A lot smaller. The 211 was too bulky for my writs. Maybe I'm just too used to 40mm watches, but the 413 sat nice and snug. Of course the 413 is Titanium, so it is much lighter too. I liked summer and fall for the feel/heft of steel that sat down low on my wrist - the titanium models have beautiful dials but are a lot lighter (could be good or bad - depending on what you want).

They look like they are the same thickness on paper, but the 413 seemed to sit a lot lower (maybe it is the thinner case with that bezel less design?)


----------



## kritameth (Oct 11, 2015)

Seriously considering pulling the trigger on my first Grand Seiko. I remember trying the Snowflake on and thinking that it wore a little big for its purpose, so I'm leaning towards the equally beautiful Spring. Does anyone have knowledge on the max discount for the Spring from an AD?


----------



## Sparrowhawk (May 22, 2006)

kritameth said:


> Seriously considering pulling the trigger on my first Grand Seiko. I remember trying the Snowflake on and thinking that it wore a little big for its purpose, so I'm leaning towards the equally beautiful Spring. Does anyone have knowledge on the max discount for the Spring from an AD?

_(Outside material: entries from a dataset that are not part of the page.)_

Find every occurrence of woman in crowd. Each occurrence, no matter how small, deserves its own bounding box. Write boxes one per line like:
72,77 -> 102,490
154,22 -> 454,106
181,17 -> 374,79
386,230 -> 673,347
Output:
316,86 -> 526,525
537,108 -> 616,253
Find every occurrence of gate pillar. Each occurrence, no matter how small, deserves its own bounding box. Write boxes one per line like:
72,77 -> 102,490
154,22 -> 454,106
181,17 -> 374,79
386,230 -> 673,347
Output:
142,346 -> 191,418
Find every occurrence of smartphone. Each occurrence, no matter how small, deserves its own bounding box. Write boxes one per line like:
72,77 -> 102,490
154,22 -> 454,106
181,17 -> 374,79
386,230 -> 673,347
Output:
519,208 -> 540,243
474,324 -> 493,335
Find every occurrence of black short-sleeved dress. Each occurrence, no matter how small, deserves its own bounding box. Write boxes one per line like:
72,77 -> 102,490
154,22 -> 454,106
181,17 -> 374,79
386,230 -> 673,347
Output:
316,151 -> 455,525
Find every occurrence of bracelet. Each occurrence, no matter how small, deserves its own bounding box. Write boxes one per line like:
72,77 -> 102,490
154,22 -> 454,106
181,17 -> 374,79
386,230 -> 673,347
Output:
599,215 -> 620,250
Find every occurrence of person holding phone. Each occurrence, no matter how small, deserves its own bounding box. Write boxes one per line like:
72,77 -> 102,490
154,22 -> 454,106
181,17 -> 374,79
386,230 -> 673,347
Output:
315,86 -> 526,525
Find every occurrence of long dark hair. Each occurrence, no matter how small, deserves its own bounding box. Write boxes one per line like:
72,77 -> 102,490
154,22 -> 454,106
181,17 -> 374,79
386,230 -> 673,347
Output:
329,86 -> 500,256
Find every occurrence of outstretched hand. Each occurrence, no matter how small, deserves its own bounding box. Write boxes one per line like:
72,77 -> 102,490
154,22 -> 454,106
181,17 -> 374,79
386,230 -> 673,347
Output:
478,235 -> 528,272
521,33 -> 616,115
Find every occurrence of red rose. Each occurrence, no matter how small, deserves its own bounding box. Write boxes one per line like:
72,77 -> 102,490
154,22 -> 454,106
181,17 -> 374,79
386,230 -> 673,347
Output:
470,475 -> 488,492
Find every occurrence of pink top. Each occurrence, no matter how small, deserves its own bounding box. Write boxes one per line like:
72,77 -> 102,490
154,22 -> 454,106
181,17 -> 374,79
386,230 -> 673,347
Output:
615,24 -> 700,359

You are not likely to see a large discount, or one at all, for that model. It is a LE and is has become in rather short supply. I believe ADs have to get the full seasons collection as a set.


----------



## kritameth (Oct 11, 2015)

I agree it is in short supply at the moment. I don't believe it is a limited edition, only a U.S. exclusive model. I am curious as to how long Grand Seiko will keep producing it, and if that'll drive down the market price in the future.


----------



## NTJW (May 28, 2019)

Is the 211 really that big? A local dealer has one preowned, only 2 months old. Will set me back some 4k USD, I’m really thinking of getting it. How does it compare with an op39? That’s the closest thing to the similiar size that I own I think...


----------



## kennethwashere (Apr 11, 2015)

211 would be the choice for me.


----------



## kritameth (Oct 11, 2015)

I think the 62GS case is much more interesting, but I'd genuinely like to hear proponents of the Snowflake's case.


----------



## bigbombula (Sep 10, 2010)

Congratulations! You made the right choice. The 413 wins in terms of dimensions, and case design over the snowflake.


----------



## kritameth (Oct 11, 2015)

Possibly the toughest dilemma I've come across in recent years.


----------



## Ced Craig (Mar 31, 2020)

I haven‘t seen them in the metal, but I lean towards the 413, which I‘ve heard isn‘t all that pink on wrist. The 415 also appeals.


----------



## JLittle (Nov 7, 2020)

I chose the Snowflake and I couldn't be happier.


----------



## oliver37 (Jan 4, 2015)

I'd vote for the 413! I think its case is more trim and modern.


----------